Fehler gemacht?

Gerd

*** KT-HERO ***
Hi,

zur Abwechslung :) mal wieder ein hypothetischer Fall:

Beauftragung durch den Mandanten mit der Überarbeitung und Einreichung einer von diesem vorverfassten Patentanmeldung und mit der Vertretung vor dem DPMA.
Entsprechende Überarbeitung der Anmeldung und Einreichung der DE1.
Danach nochmals leichte Überarbeitung, Hinzufügung weiterer Beispiele, Anmeldung der PCT1.

Während PCT Chapter I lläuft, parallel Ausarbeitung und Einreichung neuer Ansprüche im DE Verfahren als Reaktion auf Prüfungsbescheid DPMA.

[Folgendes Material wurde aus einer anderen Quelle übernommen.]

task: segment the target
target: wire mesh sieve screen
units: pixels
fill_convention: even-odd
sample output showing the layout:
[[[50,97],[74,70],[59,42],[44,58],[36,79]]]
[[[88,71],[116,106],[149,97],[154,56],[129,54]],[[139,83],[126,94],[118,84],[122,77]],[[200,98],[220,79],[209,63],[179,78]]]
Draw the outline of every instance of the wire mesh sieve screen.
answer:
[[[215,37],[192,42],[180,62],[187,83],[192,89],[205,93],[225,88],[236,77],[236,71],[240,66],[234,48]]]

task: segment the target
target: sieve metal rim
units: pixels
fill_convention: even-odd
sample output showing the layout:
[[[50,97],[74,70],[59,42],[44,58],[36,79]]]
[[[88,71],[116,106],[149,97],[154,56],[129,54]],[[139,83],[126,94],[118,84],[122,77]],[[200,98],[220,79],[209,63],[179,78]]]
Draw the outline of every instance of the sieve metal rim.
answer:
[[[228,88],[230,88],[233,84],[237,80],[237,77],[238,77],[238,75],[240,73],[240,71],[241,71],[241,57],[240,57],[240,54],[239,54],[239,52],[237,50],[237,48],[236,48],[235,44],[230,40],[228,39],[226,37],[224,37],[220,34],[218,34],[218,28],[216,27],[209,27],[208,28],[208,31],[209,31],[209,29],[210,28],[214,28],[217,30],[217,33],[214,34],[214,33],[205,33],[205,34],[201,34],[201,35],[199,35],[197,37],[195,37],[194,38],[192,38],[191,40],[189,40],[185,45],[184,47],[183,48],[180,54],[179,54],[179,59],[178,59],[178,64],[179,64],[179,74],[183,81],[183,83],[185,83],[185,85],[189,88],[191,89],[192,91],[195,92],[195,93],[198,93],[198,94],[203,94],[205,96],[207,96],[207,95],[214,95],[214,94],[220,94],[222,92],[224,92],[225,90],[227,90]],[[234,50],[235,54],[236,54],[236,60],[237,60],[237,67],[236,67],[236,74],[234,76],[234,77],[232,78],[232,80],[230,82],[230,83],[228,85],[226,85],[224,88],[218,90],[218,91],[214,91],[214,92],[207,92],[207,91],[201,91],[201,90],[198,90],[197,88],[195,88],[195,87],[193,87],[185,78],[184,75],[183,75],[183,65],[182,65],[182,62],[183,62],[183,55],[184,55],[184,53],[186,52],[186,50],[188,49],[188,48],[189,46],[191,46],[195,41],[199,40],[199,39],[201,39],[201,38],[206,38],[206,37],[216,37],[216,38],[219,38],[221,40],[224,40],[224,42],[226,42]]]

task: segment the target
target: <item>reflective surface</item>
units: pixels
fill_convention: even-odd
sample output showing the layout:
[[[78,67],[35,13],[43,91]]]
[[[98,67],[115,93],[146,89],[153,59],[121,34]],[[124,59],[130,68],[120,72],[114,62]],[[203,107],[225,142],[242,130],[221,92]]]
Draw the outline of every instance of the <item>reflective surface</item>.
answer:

In Chapter II der PCT1 Beschränkung der recht breiten PCT-Ansprüche auf die aktuellen Ansprüche der DE1.
Positiver IPER und Einleitung der europäischen Phase.
Irgendwann dann Erteilung EP1 ohne dass ein negativer Bescheid von Seiten des EPA ergangen wäre.

Zwischen Einleitung und Erteilung EP1 ergeht allerdings ein Prüfbescheid zur DE1, in dem mangelnde Offenbarung beanstandet wird.

Wegen laufendem Erteilungsverfahren der EP1 wird mehrfach Fristverlängerung für die DE1 beantragt. Nach Erteilung der EP1 wird die DE1 fallen gelassen (Fristablauf).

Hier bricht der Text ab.